International investments in Tunisia increased by 28.1% in the first nine months of 2025 compared to 2024, by 39.7% compared to 2023, and by 58.1% compared to 2022, according to official data published on Monday, November 17. The total volume of investment flows reached 2,588.7 million dinars, approximately $866 million USD, mainly driven by the dynamism of direct financial investments, as indicated by the Foreign Investment Promotion Agency (FIPA).
Portfolio investments, although up by 56.8%, remain modest at 52.7 million dinars, approximately $17.6 million USD, during the same period. Foreign Direct Investments (FDI) increased by 27.7%, reaching 2,536 million dinars, equivalent to approximately $847 million USD, compared to 1,986.4 million dinars during the same period in 2024.
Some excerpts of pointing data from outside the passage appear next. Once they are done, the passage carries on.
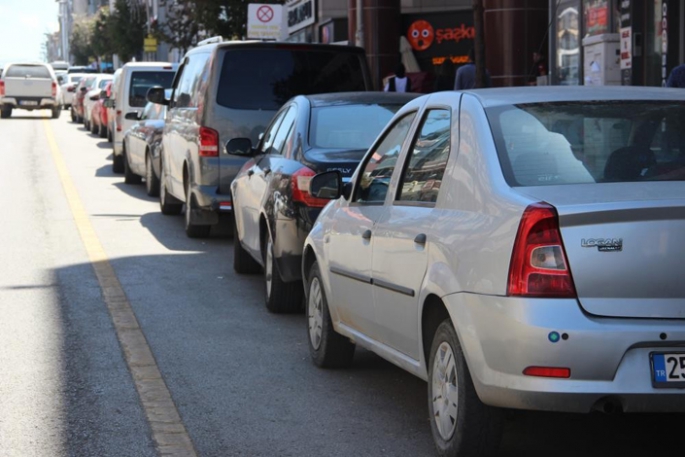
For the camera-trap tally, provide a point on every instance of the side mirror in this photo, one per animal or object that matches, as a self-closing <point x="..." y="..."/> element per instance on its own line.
<point x="327" y="185"/>
<point x="156" y="95"/>
<point x="240" y="147"/>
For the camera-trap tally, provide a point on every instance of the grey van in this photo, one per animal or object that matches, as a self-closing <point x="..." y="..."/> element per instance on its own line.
<point x="232" y="90"/>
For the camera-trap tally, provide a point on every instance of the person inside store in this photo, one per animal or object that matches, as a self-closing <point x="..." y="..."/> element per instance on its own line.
<point x="466" y="74"/>
<point x="400" y="82"/>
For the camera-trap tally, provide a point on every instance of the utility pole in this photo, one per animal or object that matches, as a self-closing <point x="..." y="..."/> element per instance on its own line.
<point x="479" y="43"/>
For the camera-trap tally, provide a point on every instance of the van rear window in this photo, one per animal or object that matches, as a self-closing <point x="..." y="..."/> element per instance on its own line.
<point x="23" y="71"/>
<point x="141" y="81"/>
<point x="267" y="78"/>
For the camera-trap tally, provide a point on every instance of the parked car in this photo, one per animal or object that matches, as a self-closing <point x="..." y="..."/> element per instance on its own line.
<point x="68" y="88"/>
<point x="98" y="114"/>
<point x="130" y="90"/>
<point x="271" y="202"/>
<point x="92" y="97"/>
<point x="82" y="88"/>
<point x="232" y="89"/>
<point x="28" y="86"/>
<point x="142" y="144"/>
<point x="516" y="248"/>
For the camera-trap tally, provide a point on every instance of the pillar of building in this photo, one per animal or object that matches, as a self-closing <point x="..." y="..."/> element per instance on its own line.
<point x="381" y="26"/>
<point x="514" y="30"/>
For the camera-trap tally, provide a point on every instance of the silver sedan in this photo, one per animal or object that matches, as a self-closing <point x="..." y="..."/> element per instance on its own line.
<point x="516" y="248"/>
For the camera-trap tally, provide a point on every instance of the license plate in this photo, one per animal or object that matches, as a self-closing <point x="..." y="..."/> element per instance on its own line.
<point x="668" y="369"/>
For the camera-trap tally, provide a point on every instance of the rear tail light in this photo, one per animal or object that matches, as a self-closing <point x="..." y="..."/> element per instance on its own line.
<point x="300" y="185"/>
<point x="209" y="142"/>
<point x="538" y="262"/>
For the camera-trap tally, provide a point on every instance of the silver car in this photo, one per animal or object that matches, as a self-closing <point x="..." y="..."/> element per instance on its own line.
<point x="516" y="248"/>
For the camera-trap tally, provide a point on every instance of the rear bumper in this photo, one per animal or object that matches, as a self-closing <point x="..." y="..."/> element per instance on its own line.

By country, France confirms its position as the top foreign investor with 639.9 million dinars, approximately $214 million USD, representing 31.3% of FDI (excluding energy). It is followed by Germany with 294 million dinars (≈ $98 million USD), Italy with 242.4 million dinars (≈ $81 million USD), the Netherlands with 153.7 million dinars (≈ $51 million USD), and the United States with 108.2 million dinars (≈ $36 million USD).
The industrial sector accounts for 63.6% of new FDI, confirming its status as a pillar of the country’s attractiveness, especially in high-tech branches such as electricity, electronics, mechanics, technical textiles, and agri-food.
To maintain this momentum, Tunisia aims to double the value of FDI by 2026, reaching 4 billion dinars, approximately $1.34 billion USD, by accelerating its focus on high-value sectors such as automotive, aerospace, pharmaceuticals, digital economy, and innovative industries. This strategic direction aims to strengthen the country’s economic resilience, attract major partnerships, and consolidate its position in regional and international value chains.